Results. Two hundred four patients with AS (NY criteria; 57% men), with a mean age of 50 ± 13 years and disease duration 15 ± 11 years, and 80 age and sex-matched controls were included. The patients with AS had significantly higher serum levels of Wnt-3a (p < 0.001) and lower levels of sclerostin (p = 0.014) and sRANKL (p = 0.047) compared with the controls. High CRP was associated with low sclerostin (rS = −0.21, p = 0.003) and DKK-1 (rS = −0.14, p = 0.045). In multiple linear regression analyses, increasing BASMI and mSASSS were independently associated with older age, male sex, high CRP, and elevated serum levels of Wnt-3a. In addition, mSASSS remained associated with a high number of smoking pack-years after adjusting for age. Low BMD of femoral neck was associated with high mSASSS after adjusting for age.
Conclusion. Serum levels of Wnt-3a are elevated in AS and associated with increased BASMI and mSASSS, independent of age, indicating that Wnt-3a could be a biomarker for the osteoproliferative process.
Ankylosing spondylitis (AS) is a chronic rheumatic disease characterized by sacroiliac and spinal inflammation and the growth of bony spurs (syndesmophytes) between the vertebrae. Syndesmophyte formation is associated with restriction of spinal mobility. Pathologic new bone is mainly formed by endochondral ossification, but membranous ossification also contributes1,2. Inflammation and osteoproliferation are at least partially uncoupled events in AS, because osteoproliferation can occur even if the inflammatory activity is low.
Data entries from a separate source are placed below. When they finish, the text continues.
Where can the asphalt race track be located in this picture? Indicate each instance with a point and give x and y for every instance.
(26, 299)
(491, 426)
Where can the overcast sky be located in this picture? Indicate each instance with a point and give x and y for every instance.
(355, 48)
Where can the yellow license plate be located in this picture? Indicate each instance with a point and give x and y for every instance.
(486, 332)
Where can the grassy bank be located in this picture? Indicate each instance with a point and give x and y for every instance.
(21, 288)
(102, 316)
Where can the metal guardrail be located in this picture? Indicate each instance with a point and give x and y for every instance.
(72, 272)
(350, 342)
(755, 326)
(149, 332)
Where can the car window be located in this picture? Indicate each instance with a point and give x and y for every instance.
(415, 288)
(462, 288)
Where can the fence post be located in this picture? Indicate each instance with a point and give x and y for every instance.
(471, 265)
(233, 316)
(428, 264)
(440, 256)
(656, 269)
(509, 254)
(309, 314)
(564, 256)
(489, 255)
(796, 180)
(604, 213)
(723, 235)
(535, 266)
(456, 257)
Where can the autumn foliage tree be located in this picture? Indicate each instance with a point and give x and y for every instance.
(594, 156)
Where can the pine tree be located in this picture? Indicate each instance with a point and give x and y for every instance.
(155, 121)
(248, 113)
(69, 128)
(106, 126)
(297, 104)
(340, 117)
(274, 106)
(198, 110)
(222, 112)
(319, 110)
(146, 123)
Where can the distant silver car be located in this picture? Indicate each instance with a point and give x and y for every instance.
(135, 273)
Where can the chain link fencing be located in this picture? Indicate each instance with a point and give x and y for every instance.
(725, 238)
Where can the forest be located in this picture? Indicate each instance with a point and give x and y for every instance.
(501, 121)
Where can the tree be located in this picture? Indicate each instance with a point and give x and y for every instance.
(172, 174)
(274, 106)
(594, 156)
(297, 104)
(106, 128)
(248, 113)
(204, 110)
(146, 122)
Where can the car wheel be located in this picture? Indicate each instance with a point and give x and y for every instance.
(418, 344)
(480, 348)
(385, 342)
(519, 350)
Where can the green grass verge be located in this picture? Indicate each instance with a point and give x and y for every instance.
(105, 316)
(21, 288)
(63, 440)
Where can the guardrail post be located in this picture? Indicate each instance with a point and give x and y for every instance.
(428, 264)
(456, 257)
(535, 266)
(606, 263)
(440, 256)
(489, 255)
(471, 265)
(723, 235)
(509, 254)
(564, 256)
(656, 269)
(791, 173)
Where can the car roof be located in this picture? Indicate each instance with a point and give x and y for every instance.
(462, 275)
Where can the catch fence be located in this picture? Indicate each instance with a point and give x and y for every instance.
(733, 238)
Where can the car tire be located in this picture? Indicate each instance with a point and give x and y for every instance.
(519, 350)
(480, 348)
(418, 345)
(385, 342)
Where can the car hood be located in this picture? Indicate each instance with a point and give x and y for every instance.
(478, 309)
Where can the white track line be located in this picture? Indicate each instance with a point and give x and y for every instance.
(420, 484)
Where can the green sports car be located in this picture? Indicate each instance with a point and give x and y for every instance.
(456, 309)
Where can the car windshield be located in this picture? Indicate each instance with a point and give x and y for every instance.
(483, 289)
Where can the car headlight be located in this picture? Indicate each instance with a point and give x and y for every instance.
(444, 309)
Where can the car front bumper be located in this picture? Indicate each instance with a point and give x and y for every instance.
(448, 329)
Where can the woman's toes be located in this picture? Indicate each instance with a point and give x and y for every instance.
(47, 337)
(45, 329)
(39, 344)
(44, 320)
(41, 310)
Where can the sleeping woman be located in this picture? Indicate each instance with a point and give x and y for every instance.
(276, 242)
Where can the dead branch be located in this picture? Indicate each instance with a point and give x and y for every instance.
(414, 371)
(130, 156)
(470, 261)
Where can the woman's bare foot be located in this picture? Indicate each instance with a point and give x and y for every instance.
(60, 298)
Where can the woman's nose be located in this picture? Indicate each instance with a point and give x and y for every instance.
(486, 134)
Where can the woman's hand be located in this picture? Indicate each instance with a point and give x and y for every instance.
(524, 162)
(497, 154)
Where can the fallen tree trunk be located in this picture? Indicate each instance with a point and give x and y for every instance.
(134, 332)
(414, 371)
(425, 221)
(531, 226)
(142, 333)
Although inflammation can be treated successfully with blockers of tumor necrosis factor (TNF-α), several 2-year followup studies have shown a lack of effect on syndesmophyte formation3,4,5. In one observational study, however, patients with AS taking TNF inhibitors were followed for up to 5 years, and TNF inhibition appeared to reduce radiographic progression6. Daily or high use of nonsteroidal antiinflammatory drugs (NSAID) has been associated with less radiographic progression, but a truly effective treatment against new bone formation in AS has yet to be found7,8,9.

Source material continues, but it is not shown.